Research Wednesday | September 10, 2025

The Power of Super-Facilitators for PLC Teams 

Guest Research Wednesday article by Allyson Apsey 

In the September–October 2025 edition of Harvard Business Review, author and Harvard professor Jamil Zaki makes a compelling case for developing “Super-Facilitators” to drive team growth and performance. The idea resonates deeply with education, where the Professional Learning Community (PLC) movement has been evolving for decades. In the 1980s, Shirley Hord first defined PLCs as a structure for teacher collaboration and school improvement. In the 1990s, Robert and Rebecca DuFour and Robert Eaker brought PLCs into the national spotlight. Those who visited Adlai Stevenson High School during the height of the DuFours’ leadership witnessed firsthand the transformational power of collaboration. Yet, decades later, many PLCs still falter. Zaki’s insights into “Super-Facilitators” may hold the key to why some teams thrive while others fade. 

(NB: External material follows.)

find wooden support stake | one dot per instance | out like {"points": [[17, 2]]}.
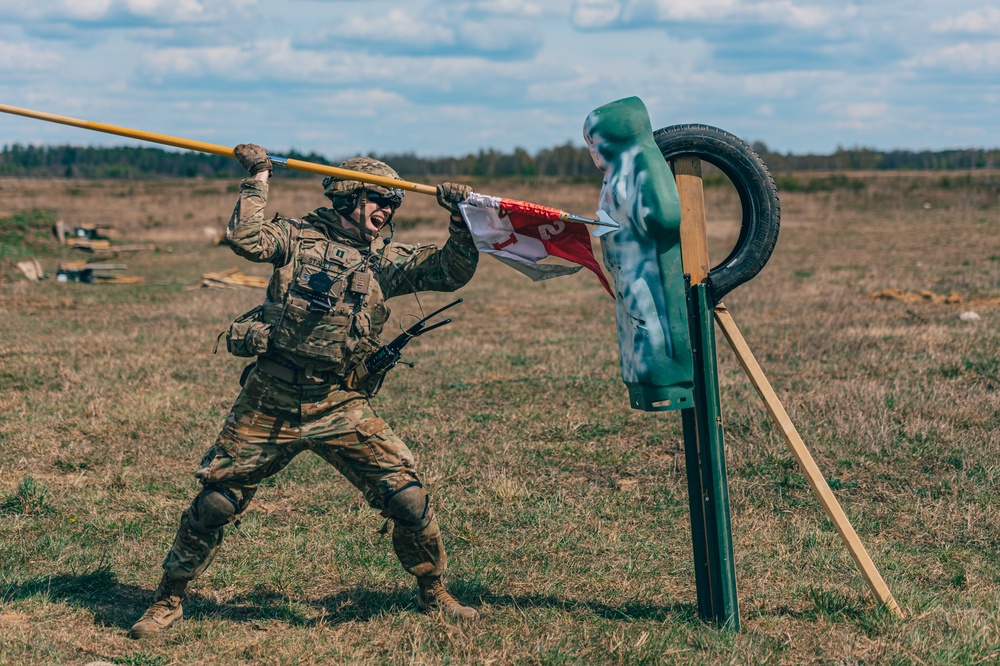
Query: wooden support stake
{"points": [[694, 230], [805, 461]]}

Zaki shares the story of the “Chris Paul Effect”, aptly named because NBA player Chris Paul seems to have a golden touch with his teams. Every time he has moved to a new NBA team, within two years, the team has its best record ever. This has not happened just once or twice, but four times. Zaki writes, “Super-facilitators are architects of group performance who bring people together optimally. Super-facilitators integrate diverse expertise, promote equitable contributions, and cultivate trust. In doing so, they generate collective intelligence, or a group’s ability to reason, innovate, and solve problems. They are often team leaders but can also be teammates—like Paul—who bring out the best in their peers.” 

This idea is reinforced by research from psychologist Anita Woolley and her colleagues (2010), who found that high-performing teams aren’t built from collections of geniuses. Instead, they excel because members recognize and rely on each other’s strengths, avoid duplicating efforts, and operate within a culture of trust and support rather than competition. 

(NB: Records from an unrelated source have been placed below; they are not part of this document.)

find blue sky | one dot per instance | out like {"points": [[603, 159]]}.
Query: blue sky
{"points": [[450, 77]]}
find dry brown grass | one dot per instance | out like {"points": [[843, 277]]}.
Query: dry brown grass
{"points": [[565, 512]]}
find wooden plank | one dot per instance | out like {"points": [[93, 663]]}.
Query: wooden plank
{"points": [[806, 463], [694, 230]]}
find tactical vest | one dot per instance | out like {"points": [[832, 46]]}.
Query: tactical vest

According to Zaki, super-facilitators consistently demonstrate three attributes: 

  • Learn and play to each other’s strengths 

  • Communicate belief in others 

  • Keep the ball rolling 

These attributes align closely with what we know in education. John Hattie’s research identifies “Teacher Estimates of Student Achievement” as one of the most powerful influences on student learning, with an effect size of 1.20. Teachers who know their students’ current levels and believe in their capacity to achieve grade-level standards accelerate growth dramatically. The same principle applies to colleagues. When educators know and believe in each other’s strengths, the result is a culture of collective efficacy, a culture super-facilitators are uniquely positioned to create. 

Super-facilitators have the power to transform PLCs into engines of collective intelligence, where collaboration fuels both teacher growth and student success. In practice, they are the ones who keep the ball rolling, making sure commitments don’t stall after the meeting ends, data cycles continue, and action steps turn into real impact for students. Imagine what could happen if every PLC had a Chris Paul at the table; someone who sees the brilliance in others, lifts it up, and keeps the momentum alive. That’s the promise of super-facilitators, and perhaps the key we’ve been missing all along.